Working Group member, junior Sam Azzaro, has seen a dismissal of ze’s wish to be referred to in gender-neutral pronouns. As an intern for the Pride Center, Azzaro been told their job doesn’t matter to anyone.
“In there, I’ve heard some of the best things about this campus,” Azzaro said. “When I’m out of that room, I hear people tell me that my job is stupid and it’s a waste of tax dollar money, and ‘Are you kidding me, students pay for my job?’”
The event got tense at moments, as members of BSU both called out other members on each other’s hypocrisy and asked Chancellor Beverly Kopper if she felt safe on campus.
Freshman Tatyana Covington said she thought the Snapchat photo was a face mask instead of blackface, only to get “backlash” from members of BSU saying she was either with them or against her race.
“I’m sorry BSU, that’s not what I stand for,” Covington said. “I stand for things that are right. I don’t think they had any racial intent to [the photo] and I’m not going to go lashing out two kids.
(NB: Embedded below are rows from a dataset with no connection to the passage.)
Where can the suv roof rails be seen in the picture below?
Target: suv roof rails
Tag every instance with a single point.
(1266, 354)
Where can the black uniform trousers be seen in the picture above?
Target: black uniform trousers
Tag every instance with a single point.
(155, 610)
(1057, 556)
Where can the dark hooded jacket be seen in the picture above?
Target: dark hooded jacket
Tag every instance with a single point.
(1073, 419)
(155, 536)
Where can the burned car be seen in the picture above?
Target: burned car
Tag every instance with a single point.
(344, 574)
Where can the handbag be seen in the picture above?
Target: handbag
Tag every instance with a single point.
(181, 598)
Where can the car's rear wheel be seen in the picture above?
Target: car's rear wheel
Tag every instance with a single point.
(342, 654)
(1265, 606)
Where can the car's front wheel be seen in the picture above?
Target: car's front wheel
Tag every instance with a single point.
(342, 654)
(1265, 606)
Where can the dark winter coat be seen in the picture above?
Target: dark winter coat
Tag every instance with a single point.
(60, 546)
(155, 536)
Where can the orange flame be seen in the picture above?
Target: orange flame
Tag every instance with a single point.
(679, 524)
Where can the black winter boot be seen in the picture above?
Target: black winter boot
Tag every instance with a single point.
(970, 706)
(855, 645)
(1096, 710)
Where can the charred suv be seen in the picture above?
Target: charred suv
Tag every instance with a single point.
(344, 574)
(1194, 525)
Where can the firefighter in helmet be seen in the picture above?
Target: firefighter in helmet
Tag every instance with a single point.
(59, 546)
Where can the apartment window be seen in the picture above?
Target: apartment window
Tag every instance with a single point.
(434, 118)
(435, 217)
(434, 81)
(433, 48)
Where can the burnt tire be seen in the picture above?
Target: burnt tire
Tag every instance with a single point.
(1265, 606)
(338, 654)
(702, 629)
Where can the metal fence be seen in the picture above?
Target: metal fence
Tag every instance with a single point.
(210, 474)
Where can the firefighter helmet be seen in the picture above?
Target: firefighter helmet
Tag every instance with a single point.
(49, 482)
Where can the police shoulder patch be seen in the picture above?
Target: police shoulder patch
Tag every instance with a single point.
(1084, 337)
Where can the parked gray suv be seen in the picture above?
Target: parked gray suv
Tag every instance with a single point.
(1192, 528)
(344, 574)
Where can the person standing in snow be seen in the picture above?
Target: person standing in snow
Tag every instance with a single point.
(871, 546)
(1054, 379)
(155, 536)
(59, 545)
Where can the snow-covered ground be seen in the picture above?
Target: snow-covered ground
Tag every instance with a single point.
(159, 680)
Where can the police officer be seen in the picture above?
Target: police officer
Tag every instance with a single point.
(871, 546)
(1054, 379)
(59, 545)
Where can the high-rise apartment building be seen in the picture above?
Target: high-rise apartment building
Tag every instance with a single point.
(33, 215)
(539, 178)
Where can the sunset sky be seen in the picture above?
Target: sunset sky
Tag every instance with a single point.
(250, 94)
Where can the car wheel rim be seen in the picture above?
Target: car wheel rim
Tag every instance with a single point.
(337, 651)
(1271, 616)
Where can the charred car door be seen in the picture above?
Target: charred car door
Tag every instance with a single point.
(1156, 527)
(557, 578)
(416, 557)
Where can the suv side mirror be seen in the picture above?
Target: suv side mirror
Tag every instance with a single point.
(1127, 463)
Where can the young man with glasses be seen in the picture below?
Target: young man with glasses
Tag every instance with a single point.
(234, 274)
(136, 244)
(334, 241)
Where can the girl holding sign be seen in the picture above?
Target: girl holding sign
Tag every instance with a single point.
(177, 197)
Really you guys, while we’re sitting here threatening them, we’re being just as bad as they are.”
A BSU member shouted back to her, “Don’t just blame BSU for something that everybody did.”
The short back-and-forth ended quickly, as a moderator stepped in almost immediately to end the shouting match.
Faculty also spoke out about injustices on campus, saying the lack of resources available to them made them unable to give students who’ve been discriminated against the support they need.
Kopper said there needed to be more done than just talking about the issues.
“Each and every student that comes here needs to feel safe, needs to feel comfortable, needs to be able to pursue their education and their dreams,” Kopper said. “That’s why we are all here … we need to take action.”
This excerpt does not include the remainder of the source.